API

benzina.torch.dataloader

benzina.torch.dataset

benzina.torch.operations

class benzina.torch.operations.WarpTransform[source]

Interface class that represents a warp transformation as a combined rotation, scale, skew and translation 3 x 3 matrix. The transformation is called for each sample of a batch.

class benzina.torch.operations.NormTransform[source]

Interface class that represents a normalization transformation. The transformation is called for each sample of a batch.

class benzina.torch.operations.BiasTransform[source]

Interface class that represents a bias transformation. The transformation is called for each sample of a batch.

class benzina.torch.operations.ConstantWarpTransform(warp=(1.0, 0.0, 0.0, 0.0, 1.0, 0.0, 0.0, 0.0, 1.0))[source]

Represents a constant warp transformation to be applied on each sample of a batch independently of its index.

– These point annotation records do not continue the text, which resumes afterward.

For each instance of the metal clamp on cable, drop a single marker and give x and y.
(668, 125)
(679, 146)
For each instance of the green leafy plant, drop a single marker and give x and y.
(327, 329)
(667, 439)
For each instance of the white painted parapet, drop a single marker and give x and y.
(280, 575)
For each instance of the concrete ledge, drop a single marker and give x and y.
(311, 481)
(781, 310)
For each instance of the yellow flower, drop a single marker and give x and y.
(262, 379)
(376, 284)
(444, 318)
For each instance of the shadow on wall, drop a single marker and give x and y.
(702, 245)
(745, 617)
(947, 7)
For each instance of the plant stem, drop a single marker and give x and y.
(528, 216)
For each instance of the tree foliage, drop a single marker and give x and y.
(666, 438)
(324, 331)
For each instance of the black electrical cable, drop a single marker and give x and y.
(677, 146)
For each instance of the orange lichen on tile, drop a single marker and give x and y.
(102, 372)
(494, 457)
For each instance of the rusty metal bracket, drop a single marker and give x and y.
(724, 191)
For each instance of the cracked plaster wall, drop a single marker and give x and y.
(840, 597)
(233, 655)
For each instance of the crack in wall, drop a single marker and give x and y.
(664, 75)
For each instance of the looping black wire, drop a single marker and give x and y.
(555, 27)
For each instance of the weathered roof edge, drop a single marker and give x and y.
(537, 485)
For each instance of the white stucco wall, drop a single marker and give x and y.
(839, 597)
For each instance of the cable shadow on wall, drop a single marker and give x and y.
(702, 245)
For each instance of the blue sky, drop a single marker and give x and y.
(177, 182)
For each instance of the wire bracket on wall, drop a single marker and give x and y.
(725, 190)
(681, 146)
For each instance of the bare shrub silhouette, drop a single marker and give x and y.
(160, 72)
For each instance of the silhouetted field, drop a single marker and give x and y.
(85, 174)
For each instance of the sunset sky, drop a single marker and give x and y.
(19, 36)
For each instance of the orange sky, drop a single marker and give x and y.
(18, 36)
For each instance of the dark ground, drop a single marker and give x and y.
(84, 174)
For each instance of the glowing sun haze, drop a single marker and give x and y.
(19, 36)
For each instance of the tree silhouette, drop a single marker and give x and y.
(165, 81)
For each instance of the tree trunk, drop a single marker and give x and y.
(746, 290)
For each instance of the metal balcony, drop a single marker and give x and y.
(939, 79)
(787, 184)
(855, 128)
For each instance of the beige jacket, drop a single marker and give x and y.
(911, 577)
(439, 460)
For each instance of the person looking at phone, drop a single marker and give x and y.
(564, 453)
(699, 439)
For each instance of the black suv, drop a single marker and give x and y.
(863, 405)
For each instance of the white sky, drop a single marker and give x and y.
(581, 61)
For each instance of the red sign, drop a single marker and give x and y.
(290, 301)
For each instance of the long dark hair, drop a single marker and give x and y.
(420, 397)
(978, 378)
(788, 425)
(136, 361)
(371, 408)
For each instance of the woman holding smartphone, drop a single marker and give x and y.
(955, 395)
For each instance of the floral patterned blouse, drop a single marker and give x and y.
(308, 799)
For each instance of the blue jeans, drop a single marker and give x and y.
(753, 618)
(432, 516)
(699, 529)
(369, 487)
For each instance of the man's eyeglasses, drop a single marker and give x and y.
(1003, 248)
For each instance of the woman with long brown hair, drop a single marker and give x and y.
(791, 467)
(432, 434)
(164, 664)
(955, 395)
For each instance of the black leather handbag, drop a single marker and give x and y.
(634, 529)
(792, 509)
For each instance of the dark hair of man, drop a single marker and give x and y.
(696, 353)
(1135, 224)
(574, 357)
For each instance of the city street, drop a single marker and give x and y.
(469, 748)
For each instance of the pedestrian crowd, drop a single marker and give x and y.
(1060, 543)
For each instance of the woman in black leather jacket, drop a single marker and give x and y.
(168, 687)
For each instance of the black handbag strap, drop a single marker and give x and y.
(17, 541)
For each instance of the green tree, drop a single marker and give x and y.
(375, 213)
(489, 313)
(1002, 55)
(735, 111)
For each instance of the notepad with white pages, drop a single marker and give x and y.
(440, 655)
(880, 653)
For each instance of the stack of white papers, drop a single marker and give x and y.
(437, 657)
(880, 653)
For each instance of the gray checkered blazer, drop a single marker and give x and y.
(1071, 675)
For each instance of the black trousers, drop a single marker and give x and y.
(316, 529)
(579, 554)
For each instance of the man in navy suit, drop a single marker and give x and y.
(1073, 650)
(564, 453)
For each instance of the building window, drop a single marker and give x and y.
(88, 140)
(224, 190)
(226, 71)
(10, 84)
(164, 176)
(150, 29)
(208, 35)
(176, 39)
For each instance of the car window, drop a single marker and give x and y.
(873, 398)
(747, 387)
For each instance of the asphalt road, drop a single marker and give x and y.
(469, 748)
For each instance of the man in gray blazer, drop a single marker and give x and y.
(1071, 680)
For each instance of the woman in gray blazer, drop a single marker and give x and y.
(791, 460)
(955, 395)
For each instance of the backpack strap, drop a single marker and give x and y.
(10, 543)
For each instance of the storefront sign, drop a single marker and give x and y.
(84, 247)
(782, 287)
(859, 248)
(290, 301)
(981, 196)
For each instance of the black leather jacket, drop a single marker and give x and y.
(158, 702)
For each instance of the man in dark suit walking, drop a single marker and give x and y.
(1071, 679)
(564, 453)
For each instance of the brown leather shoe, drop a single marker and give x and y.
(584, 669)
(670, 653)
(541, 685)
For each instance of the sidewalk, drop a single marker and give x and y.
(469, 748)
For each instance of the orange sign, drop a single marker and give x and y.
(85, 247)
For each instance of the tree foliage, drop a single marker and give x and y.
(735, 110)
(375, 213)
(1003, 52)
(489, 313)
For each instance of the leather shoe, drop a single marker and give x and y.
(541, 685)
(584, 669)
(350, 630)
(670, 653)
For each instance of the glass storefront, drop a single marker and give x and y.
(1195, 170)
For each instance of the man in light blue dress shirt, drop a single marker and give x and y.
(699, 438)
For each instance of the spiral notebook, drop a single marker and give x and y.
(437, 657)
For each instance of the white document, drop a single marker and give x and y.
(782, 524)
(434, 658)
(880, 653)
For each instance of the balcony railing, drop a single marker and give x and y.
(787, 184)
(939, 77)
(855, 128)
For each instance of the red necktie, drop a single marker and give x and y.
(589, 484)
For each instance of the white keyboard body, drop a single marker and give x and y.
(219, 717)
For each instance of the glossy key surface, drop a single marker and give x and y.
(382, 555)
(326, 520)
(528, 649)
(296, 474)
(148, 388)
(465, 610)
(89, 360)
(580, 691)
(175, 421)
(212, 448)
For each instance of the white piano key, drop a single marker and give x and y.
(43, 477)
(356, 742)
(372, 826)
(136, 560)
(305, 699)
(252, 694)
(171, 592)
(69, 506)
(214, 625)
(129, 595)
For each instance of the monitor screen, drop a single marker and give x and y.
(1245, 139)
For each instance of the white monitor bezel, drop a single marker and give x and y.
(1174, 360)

Parameters:warp (iterable of numerics, optional) – a flatten, row-major 3 x 3 warp matrix (default: flatten identity matrix).
class benzina.torch.operations.ConstantNormTransform(norm=(1.0, 1.0, 1.0))[source]

Represents a constant norm transformation to be applied on each sample of a batch independently of its index.

Parameters:norm (numeric or iterable of numerics, optional) – an iterable in RGB order containing the normalization constant of a sample’s RGB channels. Components will be multiplied to the respective channels of a sample (default: (1.0, 1.0, 1.0)).
class benzina.torch.operations.ConstantBiasTransform(bias=(0.0, 0.0, 0.0))[source]

Represents a constant bias transformation to be applied on each sample of a batch independently of its index.

Parameters:bias (numeric or iterable of numerics, optional) – an iterable in RGB order containing the bias of a sample’s RGB channels. Components will be substracted to the respective channels of a sample (default: (0.0, 0.0, 0.0)).
class benzina.torch.operations.SimilarityTransform(scale=(1.0, 1.0), ratio=None, degrees=(-0.0, 0.0), translate=(0.0, 0.0), flip_h=0.0, flip_v=0.0, resize=False, keep_ratio=False, random_crop=False)[source]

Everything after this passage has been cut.